Let x0 of type ι be given.

Let x1 of type ι → ι → ο be given.

Assume H0: ∀ x2 . x2 ∈ x0 ⟶ ∀ x3 . x3 ∈ x0 ⟶ x1 x2 x3 ⟶ x1 x3 x2.

Let x2 of type ι be given.

Assume H1: x2 ∈ x0.

Let x3 of type ι be given.

Assume H2: x3 ∈ x0.

Let x4 of type ι be given.

Assume H3: x4 ∈ x0.

Let x5 of type ι be given.

Assume H4: x5 ∈ x0.

Let x6 of type ι be given.

Assume H5: x6 ∈ x0.

Let x7 of type ι be given.

Assume H6: x7 ∈ x0.

Let x8 of type ι be given.

Assume H7: x8 ∈ x0.

Let x9 of type ι be given.

Assume H8: x9 ∈ x0.

Assume H9: d5e1e.. x1 x2 x3 x4 x5 x6 x7 x8 x9.
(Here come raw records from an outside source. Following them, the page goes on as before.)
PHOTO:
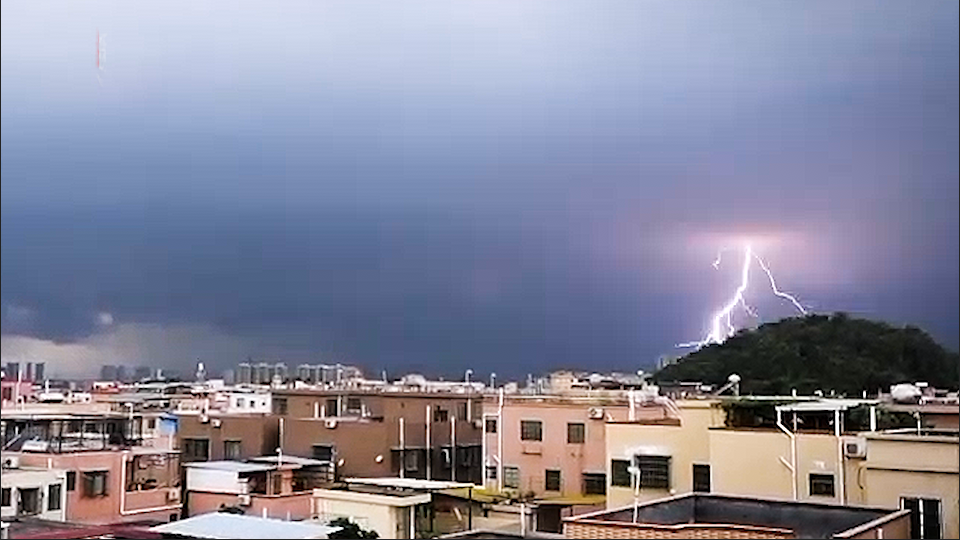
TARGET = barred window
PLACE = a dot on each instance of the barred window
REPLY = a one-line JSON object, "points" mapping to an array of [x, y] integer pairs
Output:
{"points": [[552, 480], [594, 484], [654, 471], [531, 430], [95, 483], [701, 478], [821, 484], [511, 477], [576, 433], [620, 473], [232, 450]]}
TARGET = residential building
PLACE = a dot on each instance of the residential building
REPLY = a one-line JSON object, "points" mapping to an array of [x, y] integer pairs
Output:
{"points": [[216, 436], [801, 449], [555, 445], [399, 432], [32, 491], [111, 476], [262, 486], [720, 516]]}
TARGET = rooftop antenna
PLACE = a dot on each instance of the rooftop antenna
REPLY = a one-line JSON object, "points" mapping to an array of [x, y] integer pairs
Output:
{"points": [[101, 55]]}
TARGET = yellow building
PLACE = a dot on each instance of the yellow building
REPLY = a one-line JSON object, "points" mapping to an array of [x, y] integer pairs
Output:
{"points": [[804, 453]]}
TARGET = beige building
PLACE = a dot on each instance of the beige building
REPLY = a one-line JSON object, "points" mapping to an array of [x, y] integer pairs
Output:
{"points": [[553, 445], [805, 453]]}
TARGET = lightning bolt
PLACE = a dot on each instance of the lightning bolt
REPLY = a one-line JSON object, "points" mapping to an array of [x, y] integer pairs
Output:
{"points": [[778, 292], [722, 326]]}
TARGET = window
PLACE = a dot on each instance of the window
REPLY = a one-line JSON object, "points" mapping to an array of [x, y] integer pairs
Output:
{"points": [[620, 473], [411, 461], [232, 449], [594, 484], [53, 497], [95, 483], [924, 517], [196, 449], [354, 405], [511, 477], [531, 430], [277, 483], [654, 471], [29, 501], [701, 478], [331, 408], [323, 452], [552, 480], [821, 484]]}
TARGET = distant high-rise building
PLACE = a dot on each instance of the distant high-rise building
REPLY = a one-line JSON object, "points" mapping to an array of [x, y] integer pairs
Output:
{"points": [[279, 371], [108, 372], [13, 371], [263, 373], [244, 373]]}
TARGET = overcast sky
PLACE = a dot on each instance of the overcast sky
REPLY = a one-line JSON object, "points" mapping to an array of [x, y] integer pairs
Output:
{"points": [[505, 186]]}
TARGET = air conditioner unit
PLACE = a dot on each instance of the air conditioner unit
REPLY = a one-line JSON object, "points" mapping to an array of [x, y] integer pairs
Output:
{"points": [[855, 448]]}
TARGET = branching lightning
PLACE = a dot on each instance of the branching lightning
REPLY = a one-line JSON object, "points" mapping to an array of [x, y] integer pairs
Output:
{"points": [[722, 326]]}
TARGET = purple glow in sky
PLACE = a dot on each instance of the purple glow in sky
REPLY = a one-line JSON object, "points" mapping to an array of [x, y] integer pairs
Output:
{"points": [[507, 186]]}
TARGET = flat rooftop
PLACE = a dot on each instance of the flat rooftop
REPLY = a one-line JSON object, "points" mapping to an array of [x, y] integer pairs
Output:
{"points": [[804, 519], [223, 525]]}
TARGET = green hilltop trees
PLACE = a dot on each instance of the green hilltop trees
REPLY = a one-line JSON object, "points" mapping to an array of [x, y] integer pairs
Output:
{"points": [[821, 352]]}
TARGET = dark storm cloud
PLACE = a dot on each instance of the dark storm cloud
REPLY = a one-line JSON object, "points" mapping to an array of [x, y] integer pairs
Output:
{"points": [[514, 185]]}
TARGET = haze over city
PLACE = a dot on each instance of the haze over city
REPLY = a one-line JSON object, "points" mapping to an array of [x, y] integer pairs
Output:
{"points": [[509, 187]]}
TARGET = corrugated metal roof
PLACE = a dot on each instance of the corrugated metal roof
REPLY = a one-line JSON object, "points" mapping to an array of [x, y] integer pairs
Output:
{"points": [[223, 525]]}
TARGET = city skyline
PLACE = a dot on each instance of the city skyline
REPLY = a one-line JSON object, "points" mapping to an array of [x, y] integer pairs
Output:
{"points": [[430, 188]]}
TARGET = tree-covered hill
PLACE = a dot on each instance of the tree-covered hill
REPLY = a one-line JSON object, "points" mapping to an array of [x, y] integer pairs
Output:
{"points": [[821, 352]]}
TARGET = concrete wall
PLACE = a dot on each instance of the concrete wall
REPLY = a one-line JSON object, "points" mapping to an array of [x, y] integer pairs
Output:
{"points": [[748, 462], [376, 512], [17, 479], [686, 444], [534, 458], [914, 466], [258, 434], [138, 505]]}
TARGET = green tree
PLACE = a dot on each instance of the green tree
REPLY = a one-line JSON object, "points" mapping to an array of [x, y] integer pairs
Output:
{"points": [[821, 352]]}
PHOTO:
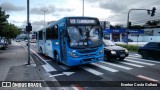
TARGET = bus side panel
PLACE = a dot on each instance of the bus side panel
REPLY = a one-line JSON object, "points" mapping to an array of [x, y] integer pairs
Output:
{"points": [[55, 47], [85, 58], [49, 49]]}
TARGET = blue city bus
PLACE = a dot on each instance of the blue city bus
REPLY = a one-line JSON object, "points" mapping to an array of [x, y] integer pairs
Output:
{"points": [[72, 41]]}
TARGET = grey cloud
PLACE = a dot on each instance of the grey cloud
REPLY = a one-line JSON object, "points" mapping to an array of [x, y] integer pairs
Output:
{"points": [[10, 7]]}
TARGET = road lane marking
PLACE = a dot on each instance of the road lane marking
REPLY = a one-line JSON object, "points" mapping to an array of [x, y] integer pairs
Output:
{"points": [[48, 68], [116, 65], [143, 59], [135, 65], [139, 62], [91, 70], [105, 68], [146, 78]]}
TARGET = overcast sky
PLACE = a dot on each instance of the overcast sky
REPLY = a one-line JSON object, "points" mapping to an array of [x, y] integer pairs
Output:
{"points": [[114, 11]]}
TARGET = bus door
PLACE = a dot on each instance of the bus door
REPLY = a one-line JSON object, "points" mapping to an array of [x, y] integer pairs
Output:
{"points": [[63, 46], [37, 40]]}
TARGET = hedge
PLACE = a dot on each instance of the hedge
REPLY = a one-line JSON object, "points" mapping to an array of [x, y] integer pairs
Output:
{"points": [[133, 48]]}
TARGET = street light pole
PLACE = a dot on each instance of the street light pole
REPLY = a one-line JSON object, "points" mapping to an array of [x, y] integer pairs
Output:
{"points": [[28, 33], [44, 15]]}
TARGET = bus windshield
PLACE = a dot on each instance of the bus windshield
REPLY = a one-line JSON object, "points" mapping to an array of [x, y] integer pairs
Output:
{"points": [[84, 36]]}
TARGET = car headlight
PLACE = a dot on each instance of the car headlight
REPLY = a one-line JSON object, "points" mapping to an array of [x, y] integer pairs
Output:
{"points": [[73, 55], [126, 50], [101, 51], [113, 52]]}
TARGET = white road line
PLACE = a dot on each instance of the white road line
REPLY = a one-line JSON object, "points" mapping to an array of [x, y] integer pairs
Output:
{"points": [[135, 65], [146, 78], [48, 68], [92, 71], [134, 56], [105, 68], [144, 60], [139, 62], [116, 65]]}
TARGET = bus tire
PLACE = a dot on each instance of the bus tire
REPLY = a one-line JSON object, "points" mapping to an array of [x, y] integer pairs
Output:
{"points": [[56, 57]]}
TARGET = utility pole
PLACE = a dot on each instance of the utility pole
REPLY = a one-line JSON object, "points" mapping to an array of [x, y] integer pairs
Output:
{"points": [[44, 15], [83, 8], [28, 29]]}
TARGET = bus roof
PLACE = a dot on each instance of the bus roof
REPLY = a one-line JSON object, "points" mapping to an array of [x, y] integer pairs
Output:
{"points": [[64, 20]]}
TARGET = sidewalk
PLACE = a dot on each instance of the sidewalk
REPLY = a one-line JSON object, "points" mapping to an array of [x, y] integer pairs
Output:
{"points": [[13, 66]]}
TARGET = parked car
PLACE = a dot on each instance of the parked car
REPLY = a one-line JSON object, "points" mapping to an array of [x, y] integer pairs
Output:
{"points": [[151, 49], [112, 51]]}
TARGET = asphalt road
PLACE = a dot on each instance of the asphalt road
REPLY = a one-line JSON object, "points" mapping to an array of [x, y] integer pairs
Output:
{"points": [[101, 74]]}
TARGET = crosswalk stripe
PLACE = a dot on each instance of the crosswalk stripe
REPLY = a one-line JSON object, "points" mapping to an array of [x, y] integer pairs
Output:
{"points": [[116, 65], [143, 59], [104, 67], [135, 65], [92, 70], [139, 62]]}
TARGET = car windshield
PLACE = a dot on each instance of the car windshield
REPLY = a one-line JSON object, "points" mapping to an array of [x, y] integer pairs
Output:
{"points": [[84, 36], [108, 43]]}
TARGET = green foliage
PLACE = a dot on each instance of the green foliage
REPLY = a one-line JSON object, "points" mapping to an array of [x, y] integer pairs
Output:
{"points": [[133, 48]]}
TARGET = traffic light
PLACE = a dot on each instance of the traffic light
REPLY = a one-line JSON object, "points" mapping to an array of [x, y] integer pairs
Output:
{"points": [[153, 11], [129, 24], [29, 27]]}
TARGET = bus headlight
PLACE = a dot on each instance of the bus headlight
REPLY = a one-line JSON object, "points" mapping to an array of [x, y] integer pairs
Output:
{"points": [[113, 52], [126, 50], [100, 52], [73, 55]]}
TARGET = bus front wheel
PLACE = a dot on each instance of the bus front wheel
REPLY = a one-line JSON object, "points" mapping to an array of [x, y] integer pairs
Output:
{"points": [[56, 58]]}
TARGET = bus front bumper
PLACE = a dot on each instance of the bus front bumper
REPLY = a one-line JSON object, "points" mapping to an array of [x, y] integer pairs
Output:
{"points": [[84, 60]]}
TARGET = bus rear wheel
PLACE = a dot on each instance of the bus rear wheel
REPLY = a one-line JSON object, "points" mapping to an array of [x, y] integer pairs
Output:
{"points": [[56, 58]]}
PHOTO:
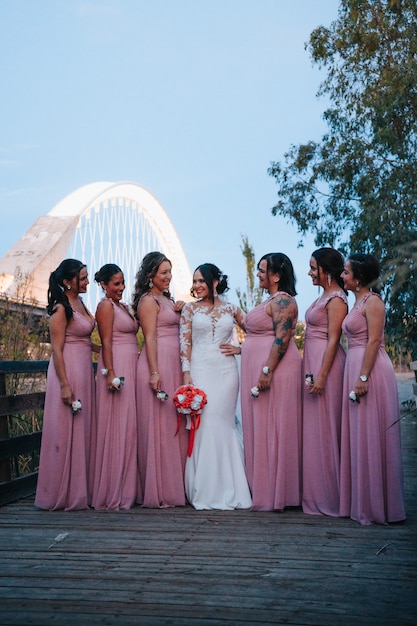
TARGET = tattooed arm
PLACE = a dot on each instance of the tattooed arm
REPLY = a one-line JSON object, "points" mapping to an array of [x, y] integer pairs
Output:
{"points": [[284, 312]]}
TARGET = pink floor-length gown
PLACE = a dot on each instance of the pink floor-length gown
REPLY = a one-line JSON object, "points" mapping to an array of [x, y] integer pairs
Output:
{"points": [[371, 476], [271, 422], [162, 454], [115, 446], [64, 458], [322, 416]]}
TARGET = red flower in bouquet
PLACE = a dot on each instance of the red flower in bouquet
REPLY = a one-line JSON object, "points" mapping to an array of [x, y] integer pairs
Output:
{"points": [[189, 401]]}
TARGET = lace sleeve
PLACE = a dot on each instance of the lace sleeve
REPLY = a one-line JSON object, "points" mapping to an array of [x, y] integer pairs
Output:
{"points": [[186, 322], [239, 316]]}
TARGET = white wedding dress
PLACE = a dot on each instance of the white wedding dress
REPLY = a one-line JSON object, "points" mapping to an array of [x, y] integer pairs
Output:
{"points": [[214, 474]]}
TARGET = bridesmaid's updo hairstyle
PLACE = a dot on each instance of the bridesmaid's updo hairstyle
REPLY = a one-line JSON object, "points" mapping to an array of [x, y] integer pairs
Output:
{"points": [[210, 273], [105, 273], [67, 270], [366, 269], [279, 263], [331, 262], [147, 270]]}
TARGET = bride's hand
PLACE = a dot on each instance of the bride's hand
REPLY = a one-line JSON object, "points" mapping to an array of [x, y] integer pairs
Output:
{"points": [[228, 349]]}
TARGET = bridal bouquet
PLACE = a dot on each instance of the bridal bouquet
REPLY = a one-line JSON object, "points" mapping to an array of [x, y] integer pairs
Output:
{"points": [[189, 401]]}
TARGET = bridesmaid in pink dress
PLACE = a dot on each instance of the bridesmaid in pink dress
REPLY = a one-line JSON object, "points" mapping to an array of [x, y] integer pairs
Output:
{"points": [[114, 447], [64, 458], [271, 362], [323, 362], [162, 455], [371, 477]]}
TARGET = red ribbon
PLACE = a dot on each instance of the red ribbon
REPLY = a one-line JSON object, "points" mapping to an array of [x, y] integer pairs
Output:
{"points": [[195, 425]]}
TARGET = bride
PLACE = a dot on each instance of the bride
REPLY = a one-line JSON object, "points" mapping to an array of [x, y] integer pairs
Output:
{"points": [[214, 473]]}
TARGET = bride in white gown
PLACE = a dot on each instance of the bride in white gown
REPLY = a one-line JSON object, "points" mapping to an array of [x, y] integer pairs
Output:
{"points": [[214, 473]]}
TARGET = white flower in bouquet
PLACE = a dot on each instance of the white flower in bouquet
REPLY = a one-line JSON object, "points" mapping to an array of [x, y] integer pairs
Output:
{"points": [[76, 406], [118, 382], [353, 396], [309, 380], [196, 402]]}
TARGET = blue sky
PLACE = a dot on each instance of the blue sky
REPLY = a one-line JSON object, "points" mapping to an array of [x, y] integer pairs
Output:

Apply unknownprop_d9bd309b1bedaba89d2477592ffd5d1c8e9bf25474c3797c0a62eaff53423ecc with x0, x1, x2, x3, x4, x5, x6, x8, x7, x9 leaving 10 subgoals.

The subproof is completed by applying H0.

The subproof is completed by applying H1.

The subproof is completed by applying H2.

The subproof is completed by applying H3.

The subproof is completed by applying H4.

The subproof is completed by applying H5.

The subproof is completed by applying H7.

The subproof is completed by applying H6.

The subproof is completed by applying H8.

Apply unknownprop_88ca312224c1bc0d3faeda59c2657c63423f5f448272b57ba7408e7ab8ec9772 with x0, x1, x2, x3, x4, x5, x6, x7, x8, x9 leaving 10 subgoals.